I studied fine art in Birmingham, Portsmouth and Liverpool where I taught for many years. Subsequently, as a senior lecturer in further education in Dorset. Twists in my career in education led to national opportunities alongside and outside of formal education, and secondment as Dorset County Art Advisor. In turn, this journey led to an MA in Museums and Galleries in Education at London University and becoming Founding Director and Curator of The Study Gallery, Poole – later known as KUBE.
I am currently the part time Creative Director of Dorset Visual Arts, the charity and organisation prompting the Salon Collective.
I am only recently pretty much solely focused on making art, exhibiting in the past as a guest artist or co-collaborator in creative projects.
Email contact: firstname.lastname@example.org – or: email@example.com
Carrie studied at the Arts University Bournemouth graduating with a BA and Masters in Fine Art in 2017. She regularly exhibits with the Salon Collective and currently has sculptures at the Walled Garden, Moreton and Bridport Sculpture Trail.
Carrie was recently invited to be one of 13 women artists in residence at Shepton Mallet prison (www.prison_residencies.com) and has been selected for the forthcoming Print International 2021 at Ty Pawb, Wrexham.
A contemporary visual artist working primarily within photography, painting, sculpture, collage and installation.
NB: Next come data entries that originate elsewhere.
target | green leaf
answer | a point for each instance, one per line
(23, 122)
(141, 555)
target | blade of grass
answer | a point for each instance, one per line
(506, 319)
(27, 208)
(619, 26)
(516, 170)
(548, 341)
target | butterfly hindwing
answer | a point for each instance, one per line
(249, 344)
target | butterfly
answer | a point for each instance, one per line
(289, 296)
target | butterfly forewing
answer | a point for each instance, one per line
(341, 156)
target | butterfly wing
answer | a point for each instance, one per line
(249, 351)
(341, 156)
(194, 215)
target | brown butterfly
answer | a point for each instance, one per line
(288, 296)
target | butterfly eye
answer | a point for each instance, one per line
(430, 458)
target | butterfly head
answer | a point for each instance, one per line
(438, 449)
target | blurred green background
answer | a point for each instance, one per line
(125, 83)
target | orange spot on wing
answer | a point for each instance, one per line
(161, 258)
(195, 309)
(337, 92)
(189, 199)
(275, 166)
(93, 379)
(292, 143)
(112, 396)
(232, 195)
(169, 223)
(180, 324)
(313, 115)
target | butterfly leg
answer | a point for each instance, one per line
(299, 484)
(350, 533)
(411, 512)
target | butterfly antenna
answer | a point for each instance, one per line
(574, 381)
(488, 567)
Lisa’s work discusses the human experience, such as gender, the human psyche and the body and explores their direct relationship with nature. Using photography to discuss reality and perception and painting, collage and sculpture to reveal that which cannot be seen. Lisa holds an MA in Fine Art from Winchester School of Art.
George Paul Sainsbury
After a Design degree and some teaching in the early 90’s I moved to SW France where I worked as an Artist and designer – painting and exhibiting in the Gers and later in Madiran in the Haute Pyrenees. Also freelance art and design work – from business cards and logos to wine bottle labels, returning to the UK in 2005.
From my studio in Long Bredy, my work centres on Dorset landscapes and coastal scenes painted in oils, en plein air, in which I try to record the ever changing weather, light and atmosphere of the location with some larger studio paintings and, as a relief from harsh weather, I produce small, quiet, still life paintings which allow me to concentrate on careful observation and, in particular, the representation of light and reflections.
Represented in Dorset by Lyme Bay Arts at the Sou’- Sou’- West Gallery, Symondsbury
“Looking into a flower I am aware of an unceasing journey of transformation, a continual movement through time that becomes inherent to its structure: a structure that can itself be a landscape, a structure with echoes of what has gone before and with hints of what is to come. It is this mysterious sense of place and travel that I want the viewer to experience.”
Helen studied fine art at the Royal Academy Schools, London. She regularly shows her work and has had exhibitions in Cambridgeshire, Lincolnshire, Gloucestershire, Dorset and London, including 30 pictures on show in Kew Gardens.
Her most recent solo shows have been in the Oxford Botanic Garden, 2015, Wolfson College Oxford, 2017 and “Petal Poise” 2021 in the Malthouse Gallery, East Lambrook Manor Gardens, Somerset.
‘Through adopting diverse drawing and painting techniques in the making of her work, Ilona disrupts and alters the imagery taken from secondary sources, drawing attention to subjects of memory, perception, cruelty and free will.
In her recent practice, Ilona uses content found online, specifically on YouTube, to delve into questions of objectivity of our perception and the authenticity of our own memories in regards to moving imagery shown online.
Since graduating from Arts University Bournemouth in 2018, Ilona has been taking part in number of group exhibitions, including Drawn on Dorset Exhibition and Society of Women Artist at Mall Galleries, London.
She has been a recipient of a platform bursary from Dorset Visual Arts and B-Side Festival in 2019 as well as the winner of the Signature Arts Prize in the Drawing and Printmaking Category in 2021.